Joe Biden’s desperation and helplessness are heartbreaking and revelatory: even with every available resource, including all his love and devotion, he could not save his son, who promised to go to rehab that night but instead skipped town. Too many American families can relate; addiction is a disease, not curable by incarceration or love.
Although Hunter comes to a somewhat different conclusion. Near the end of his memoir, he meets Melissa, now his wife. It’s a moment he describes in the clear, emotive detail otherwise reserved for his time with Beau and or his relationship with drugs: “It was a bell ringer,” he writes, blurring the lines between love and addiction. He immediately professes his love; a week later, they get married.
Moments before the ceremony he’s on the phone with his lawyer, because Trump has gone on Fox News to demand another investigation of Burisma. But rather than dwell on it, he tunes it out, blocking out everything but his new all-consuming focus: his wife and, less than a year later, their son Beau.

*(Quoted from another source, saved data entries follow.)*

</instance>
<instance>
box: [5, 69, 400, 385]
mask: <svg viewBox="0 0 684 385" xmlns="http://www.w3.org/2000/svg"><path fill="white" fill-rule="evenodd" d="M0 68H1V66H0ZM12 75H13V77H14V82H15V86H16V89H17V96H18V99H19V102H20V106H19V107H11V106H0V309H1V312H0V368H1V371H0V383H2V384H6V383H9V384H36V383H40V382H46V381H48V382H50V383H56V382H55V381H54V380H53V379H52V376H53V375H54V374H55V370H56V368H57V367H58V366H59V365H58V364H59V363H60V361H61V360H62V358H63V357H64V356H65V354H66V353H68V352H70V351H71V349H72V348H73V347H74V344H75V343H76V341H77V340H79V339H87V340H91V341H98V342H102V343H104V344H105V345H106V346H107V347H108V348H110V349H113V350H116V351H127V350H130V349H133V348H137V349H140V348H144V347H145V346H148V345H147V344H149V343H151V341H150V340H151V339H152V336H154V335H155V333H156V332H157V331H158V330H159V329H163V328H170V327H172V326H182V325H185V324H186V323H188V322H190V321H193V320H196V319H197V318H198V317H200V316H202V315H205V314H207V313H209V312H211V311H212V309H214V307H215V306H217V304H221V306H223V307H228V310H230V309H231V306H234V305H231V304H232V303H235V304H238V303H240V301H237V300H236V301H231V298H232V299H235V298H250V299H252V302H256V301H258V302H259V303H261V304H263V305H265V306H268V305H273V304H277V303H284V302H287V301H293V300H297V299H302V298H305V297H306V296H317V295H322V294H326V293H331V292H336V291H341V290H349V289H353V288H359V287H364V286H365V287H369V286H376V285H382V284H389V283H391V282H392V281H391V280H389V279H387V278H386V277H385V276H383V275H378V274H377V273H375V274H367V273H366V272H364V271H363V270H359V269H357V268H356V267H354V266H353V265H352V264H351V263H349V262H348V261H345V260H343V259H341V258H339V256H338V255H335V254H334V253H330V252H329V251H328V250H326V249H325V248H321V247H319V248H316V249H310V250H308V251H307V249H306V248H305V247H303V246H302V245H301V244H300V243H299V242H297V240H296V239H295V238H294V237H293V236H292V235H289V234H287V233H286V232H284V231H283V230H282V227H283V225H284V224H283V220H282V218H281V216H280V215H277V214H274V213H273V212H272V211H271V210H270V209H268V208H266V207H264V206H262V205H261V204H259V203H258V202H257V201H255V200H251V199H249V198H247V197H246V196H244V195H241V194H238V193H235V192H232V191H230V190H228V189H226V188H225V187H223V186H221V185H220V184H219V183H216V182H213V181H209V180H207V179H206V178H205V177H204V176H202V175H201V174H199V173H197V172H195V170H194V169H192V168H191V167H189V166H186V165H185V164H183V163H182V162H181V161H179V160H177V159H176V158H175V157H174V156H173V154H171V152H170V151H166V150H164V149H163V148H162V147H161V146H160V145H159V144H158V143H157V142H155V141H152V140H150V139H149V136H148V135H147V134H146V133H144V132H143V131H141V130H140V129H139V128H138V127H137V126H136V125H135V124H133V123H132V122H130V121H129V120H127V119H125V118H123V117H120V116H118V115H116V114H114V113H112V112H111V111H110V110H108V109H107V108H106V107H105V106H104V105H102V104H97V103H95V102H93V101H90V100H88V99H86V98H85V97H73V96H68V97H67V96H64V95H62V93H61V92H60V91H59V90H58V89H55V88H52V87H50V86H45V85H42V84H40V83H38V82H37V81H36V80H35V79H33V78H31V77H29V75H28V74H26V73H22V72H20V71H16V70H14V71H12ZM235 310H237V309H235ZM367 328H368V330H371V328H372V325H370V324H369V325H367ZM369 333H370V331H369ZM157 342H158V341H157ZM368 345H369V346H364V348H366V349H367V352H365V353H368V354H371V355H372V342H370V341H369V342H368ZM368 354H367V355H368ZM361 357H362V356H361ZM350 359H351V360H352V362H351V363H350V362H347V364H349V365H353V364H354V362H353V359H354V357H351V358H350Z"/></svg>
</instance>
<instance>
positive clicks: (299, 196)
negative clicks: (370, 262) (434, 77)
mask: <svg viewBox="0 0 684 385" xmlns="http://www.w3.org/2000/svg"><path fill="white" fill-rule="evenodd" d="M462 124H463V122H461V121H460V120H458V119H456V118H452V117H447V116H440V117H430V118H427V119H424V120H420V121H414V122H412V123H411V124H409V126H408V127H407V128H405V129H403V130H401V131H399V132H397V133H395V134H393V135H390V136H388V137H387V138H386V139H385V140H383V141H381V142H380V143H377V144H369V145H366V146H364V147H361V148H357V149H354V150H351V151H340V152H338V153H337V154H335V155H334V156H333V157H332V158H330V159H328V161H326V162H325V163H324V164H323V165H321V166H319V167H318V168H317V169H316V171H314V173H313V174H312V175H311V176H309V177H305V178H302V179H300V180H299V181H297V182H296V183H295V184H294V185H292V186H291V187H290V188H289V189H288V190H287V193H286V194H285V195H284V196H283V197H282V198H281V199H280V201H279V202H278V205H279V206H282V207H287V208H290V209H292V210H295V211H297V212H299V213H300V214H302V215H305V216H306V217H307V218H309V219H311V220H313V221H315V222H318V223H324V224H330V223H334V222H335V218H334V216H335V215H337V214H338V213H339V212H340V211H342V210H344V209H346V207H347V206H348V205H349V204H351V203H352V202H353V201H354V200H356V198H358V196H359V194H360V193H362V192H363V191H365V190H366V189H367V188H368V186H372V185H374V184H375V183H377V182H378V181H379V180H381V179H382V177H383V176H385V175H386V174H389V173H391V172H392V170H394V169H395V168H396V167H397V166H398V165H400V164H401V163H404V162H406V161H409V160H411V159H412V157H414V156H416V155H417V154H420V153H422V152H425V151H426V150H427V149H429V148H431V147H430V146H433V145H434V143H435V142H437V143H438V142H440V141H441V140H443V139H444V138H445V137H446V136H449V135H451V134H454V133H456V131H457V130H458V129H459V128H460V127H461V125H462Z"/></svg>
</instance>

All of that makes for an odd political memoir, in part because Hunter Biden isn’t a political person. He was drafted into the 2020 election by Trumpian conspiracies and a right-wing media apparatus that now focuses on Democrats’ families in order to feed the non-stop scandal machine. It also makes for an odd addiction memoir, with its pat, love-conquers-all conclusion that should feel inspirational but instead feels fragile, like you’ve hit a pause in the story rather than its end. But you also hope, for his sake, for Joe Biden’s sake, for the sake of every family dealing with addiction, that out of so much loss and destruction, something durable has emerged.